The BMS. All of the above needs something to monitor and instruct it. The BMS will be the life-force within the building, monitoring the environment and controlling the various systems to provide a comfortable, secure environment to live in. It will almost certainly be LON ( local operating network) based. This system relied on a network of interconnected, stand alone, intelligent devices, rather than a single control processor system. In the event of component failure, only some functionality is lost whilst repairs are carried out, compared to catastrophic failure if the controller in the ingle processor model fails.
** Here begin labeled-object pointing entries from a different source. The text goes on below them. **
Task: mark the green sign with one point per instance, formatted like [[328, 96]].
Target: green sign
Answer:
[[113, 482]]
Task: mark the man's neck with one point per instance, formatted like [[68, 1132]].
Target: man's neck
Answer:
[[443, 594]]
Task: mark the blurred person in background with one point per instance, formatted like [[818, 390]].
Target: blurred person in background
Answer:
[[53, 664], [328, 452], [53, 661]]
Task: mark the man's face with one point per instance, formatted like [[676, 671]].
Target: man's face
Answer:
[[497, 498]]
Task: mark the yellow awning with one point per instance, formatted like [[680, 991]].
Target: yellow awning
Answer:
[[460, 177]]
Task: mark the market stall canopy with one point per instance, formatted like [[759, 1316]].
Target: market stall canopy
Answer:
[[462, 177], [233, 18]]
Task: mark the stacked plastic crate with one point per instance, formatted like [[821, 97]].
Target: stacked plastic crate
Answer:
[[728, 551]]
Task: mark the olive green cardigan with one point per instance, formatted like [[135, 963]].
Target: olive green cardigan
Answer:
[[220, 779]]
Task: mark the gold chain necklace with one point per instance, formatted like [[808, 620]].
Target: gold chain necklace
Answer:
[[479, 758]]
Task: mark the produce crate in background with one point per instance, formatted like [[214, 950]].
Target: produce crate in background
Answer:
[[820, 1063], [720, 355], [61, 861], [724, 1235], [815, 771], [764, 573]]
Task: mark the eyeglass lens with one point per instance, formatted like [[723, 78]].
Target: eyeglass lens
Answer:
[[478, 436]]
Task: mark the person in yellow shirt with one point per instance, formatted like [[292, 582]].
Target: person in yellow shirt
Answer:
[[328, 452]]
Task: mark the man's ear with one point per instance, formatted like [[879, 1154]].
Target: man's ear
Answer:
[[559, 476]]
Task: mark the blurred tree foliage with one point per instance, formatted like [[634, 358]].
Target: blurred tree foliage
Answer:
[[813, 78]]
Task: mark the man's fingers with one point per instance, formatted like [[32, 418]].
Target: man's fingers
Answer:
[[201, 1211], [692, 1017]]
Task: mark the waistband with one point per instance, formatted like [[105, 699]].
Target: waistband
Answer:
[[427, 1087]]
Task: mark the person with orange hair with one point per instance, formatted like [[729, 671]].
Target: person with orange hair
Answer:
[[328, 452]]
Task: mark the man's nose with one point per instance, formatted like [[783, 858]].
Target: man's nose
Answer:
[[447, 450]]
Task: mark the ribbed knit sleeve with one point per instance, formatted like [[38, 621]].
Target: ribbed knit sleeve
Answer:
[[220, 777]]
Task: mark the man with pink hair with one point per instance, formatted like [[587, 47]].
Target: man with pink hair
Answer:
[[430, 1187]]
It will make all the decisions on heating/ cooling, air change rate, etc, and monitor the fire and intruder detection systems, access control, external lighting etc, It will probably also provide the low level infrastructure for the lighting control and dimming and may even profile the use interface to the distributed AV system . Look in any lounge and I guarantee you will find a proliferation of remote controls to get the fairly basic non distributed, AV systems to work! Add in another controller to provide the user interface for the house (temperature up/down, shutters open/close, curtains open/close, lights on/off/dimmed, alarm set/cancelled, door entry phone/cctv communication, gates open /close etc. – multiply that by the number of rooms you need to control and the problem starts to take on some perspective!